Google have today announced changes and improvement to Android TV at their annual developers’ conference, Google I/O, designed to make the system behave closer to a normal television with a new feature called “Channels,” which means that developers working on applications of content can deliver video in a linear, traditional broadcast way. Customers can add channels to their Android TV from the Google Play Store via a custom channel lineup. These new channels are added to the traditional channels already on the television, meaning that customers can seamlessly switch back and forth. This means that Internet streaming content services such as Vevo or AOL can be mixed with “proper” television channels. Google has also said that the new Channels feature will include offerings from TED, the Huffington Post, Bloomberg, The Weather Network, Pluto and Zattoo. Later in the summer, Google will be adding additional third party applications to the Android TV catalogue including Fox, Epix, WWE, UFC, USA Today, Buzzfeed Video, Vimeo, Vudu and Twitch.

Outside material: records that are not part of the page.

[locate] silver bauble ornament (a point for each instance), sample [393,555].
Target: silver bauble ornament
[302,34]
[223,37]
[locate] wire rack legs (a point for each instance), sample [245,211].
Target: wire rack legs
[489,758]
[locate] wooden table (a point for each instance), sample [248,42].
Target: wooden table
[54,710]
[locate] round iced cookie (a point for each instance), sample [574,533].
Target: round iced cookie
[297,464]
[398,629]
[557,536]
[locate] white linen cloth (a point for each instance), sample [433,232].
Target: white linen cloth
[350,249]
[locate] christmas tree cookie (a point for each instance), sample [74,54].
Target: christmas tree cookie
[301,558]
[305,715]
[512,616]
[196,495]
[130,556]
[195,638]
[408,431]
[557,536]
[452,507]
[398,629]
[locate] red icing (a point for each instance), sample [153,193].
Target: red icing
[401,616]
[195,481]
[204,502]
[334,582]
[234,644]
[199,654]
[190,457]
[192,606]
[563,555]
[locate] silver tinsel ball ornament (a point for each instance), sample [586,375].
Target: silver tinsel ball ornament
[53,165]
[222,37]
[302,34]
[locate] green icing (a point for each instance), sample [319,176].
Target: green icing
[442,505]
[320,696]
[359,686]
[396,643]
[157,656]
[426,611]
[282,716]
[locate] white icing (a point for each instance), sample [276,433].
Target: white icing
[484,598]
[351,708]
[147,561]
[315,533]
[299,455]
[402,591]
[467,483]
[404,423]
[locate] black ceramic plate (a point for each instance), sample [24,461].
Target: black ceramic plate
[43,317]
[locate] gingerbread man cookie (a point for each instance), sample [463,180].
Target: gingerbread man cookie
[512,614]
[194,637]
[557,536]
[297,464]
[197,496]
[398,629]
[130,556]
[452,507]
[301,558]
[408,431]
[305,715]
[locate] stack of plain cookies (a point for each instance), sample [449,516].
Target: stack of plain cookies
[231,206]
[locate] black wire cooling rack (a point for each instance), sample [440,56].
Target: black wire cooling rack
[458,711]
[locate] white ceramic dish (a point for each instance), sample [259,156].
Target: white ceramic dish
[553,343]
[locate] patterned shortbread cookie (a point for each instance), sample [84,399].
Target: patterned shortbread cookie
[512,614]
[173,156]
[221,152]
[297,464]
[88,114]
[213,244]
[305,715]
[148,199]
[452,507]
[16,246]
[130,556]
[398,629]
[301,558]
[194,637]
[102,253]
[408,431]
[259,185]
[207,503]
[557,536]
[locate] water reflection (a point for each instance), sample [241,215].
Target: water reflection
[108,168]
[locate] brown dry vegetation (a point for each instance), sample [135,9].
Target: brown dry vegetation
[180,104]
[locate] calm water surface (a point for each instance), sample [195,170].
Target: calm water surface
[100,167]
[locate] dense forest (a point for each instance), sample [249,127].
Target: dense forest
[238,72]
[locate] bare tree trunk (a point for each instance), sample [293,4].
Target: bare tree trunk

So far, Google’s television services have yet to have the same impact as their Android smartphones, tablets or wearables, or the Google Chromebook. One of the reasons for this might be that the Android TV platform still feels too much like a technological product being shoehorned onto a system that has, for decades now, worked in quite a different way. By making the system closer in operation to a traditional television, as well as in conjunction with more manufacturers incorporating Android TV into their sets (and this is a relatively slow process), these factors should both prove beneficial for Android TV going forwards.